Article 7 - FORCE MAJEURE

We do not accept any liability if, as a result of force majeure or other circumstances affecting the normal course of business - e.g. failure to deliver by our suppliers, lack of manpower or lockout of staff - we are unable to fulfil the contract in full or in part, temporarily or permanently, irrespective of whether the circumstances in question were foreseeable or not.


Article 8 - COMPLAINTS

Complaints must, under penalty of inadmissibility, be sent to us in writing within five days of delivery, and in any case before any use.
Complaints concerning defects that are not apparent at the time of delivery must, on pain of inadmissibility, be sent to us in writing within 5 (five) days of their discovery, or of the time when they should have been established.
If the complaints prove to be admissible and well-founded, our obligation is limited to the replacement of the damaged or defective goods, if necessary to the delivery of the missing parts, to the exclusion of any compensation of any nature whatsoever.
Complaints, even if they are subsequently proven to be justified, do not entitle the customer to suspend payment of due invoices, either partially or completely, on his own initiative.
Furthermore, the customer expressly waives his right to set off any claims he may have against us.


Article 9 - PAYMENTS

Unless otherwise agreed, our invoices are payable by bank transfer, net without discount at our head office in Braine-l'Alleud.


Article 10 - DEFAULT OF PAYMENT - TERMINATION OF THE CONTRACT

In the event of non-payment on the due date, the amount due shall be increased by operation of law and without notice of default.

  1. 15 % for the part up to € 2.500,-.
  2. 10 % for the part exceeding € 2,501.00 and up to € 12,500.00.
  3. 2,5 % for the part exceeding € 12.501,-

with a minimum of € 125,-, as a fixed compensation for our extra-judicial collection costs; as well as an interest on arrears of 12 % per year.
Failure to pay, even partially, an invoice or bill of exchange on the due date shall result in :

  1. all other outstanding debts, including bills of exchange not yet due, shall become immediately due and payable;
  2. all discounts and payment facilities granted by us shall lapse;
  3. we shall be entitled to immediately consider the contract as cancelled by operation of law and without judicial intervention.

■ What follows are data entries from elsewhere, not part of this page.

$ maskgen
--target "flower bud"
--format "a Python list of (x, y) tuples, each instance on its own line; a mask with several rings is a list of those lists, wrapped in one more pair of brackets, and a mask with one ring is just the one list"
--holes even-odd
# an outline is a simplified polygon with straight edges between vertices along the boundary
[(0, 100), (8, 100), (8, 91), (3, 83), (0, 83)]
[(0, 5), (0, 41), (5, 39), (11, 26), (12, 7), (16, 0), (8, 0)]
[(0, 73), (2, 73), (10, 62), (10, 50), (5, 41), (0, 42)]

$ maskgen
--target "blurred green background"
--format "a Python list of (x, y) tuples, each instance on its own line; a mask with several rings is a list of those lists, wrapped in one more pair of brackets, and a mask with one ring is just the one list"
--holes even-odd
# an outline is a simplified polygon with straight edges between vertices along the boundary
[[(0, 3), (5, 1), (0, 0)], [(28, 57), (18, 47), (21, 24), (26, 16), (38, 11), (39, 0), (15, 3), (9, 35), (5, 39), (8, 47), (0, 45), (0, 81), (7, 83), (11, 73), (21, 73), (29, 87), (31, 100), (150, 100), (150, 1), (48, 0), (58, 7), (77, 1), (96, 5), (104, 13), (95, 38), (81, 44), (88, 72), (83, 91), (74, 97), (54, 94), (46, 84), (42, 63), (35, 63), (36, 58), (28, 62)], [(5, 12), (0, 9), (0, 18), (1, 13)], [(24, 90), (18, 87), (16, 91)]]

If the customer does not meet one or more of his obligations, if he is declared bankrupt, if he applies for a judicial or amicable settlement or a suspension of payments, if he is placed in liquidation, or if his assets are fully or partially seized, we reserve the right to consider the contract - whether or not it has been partially fulfilled - to be automatically terminated to the detriment of the customer for the part not yet paid, and this by the mere occurrence of one of the above-mentioned events.
In any case, the sales contract shall be deemed to have been dissolved by operation of law on the date on which we send the customer a registered letter to this effect, and we shall be entitled to demand the return of the goods already delivered but not yet paid for.
If we make use of the right of rescission conferred by these general terms and conditions, as well as in the event of judicial rescission to the detriment of the customer, the latter shall owe us a fixed and irreducible indemnity equal to 30% of the invoice amount.


Article 11 - RESERVATION OF TITLE

All goods delivered to the customer remain our exclusive property until full payment has been made and all obligations arising from the purchase agreement have been fulfilled.
The customer must notify us immediately of any attachments or other claims by third parties to the goods which are still our property.


Article 12 - DISPUTES

All disputes to which our sales contracts could give rise are subject to Belgian law. The courts of Nivelles are the only ones competent for any dispute between parties; the fact of drawing a draft on the buyer does not derogate from this election of competence.


Article 13 - LANGUAGE

Only the General Terms and Conditions of Sale written in French are decisive for any interpretation of the formulations used. Translations into Dutch or any other language are made by the seller only so that the buyer can understand these conditions.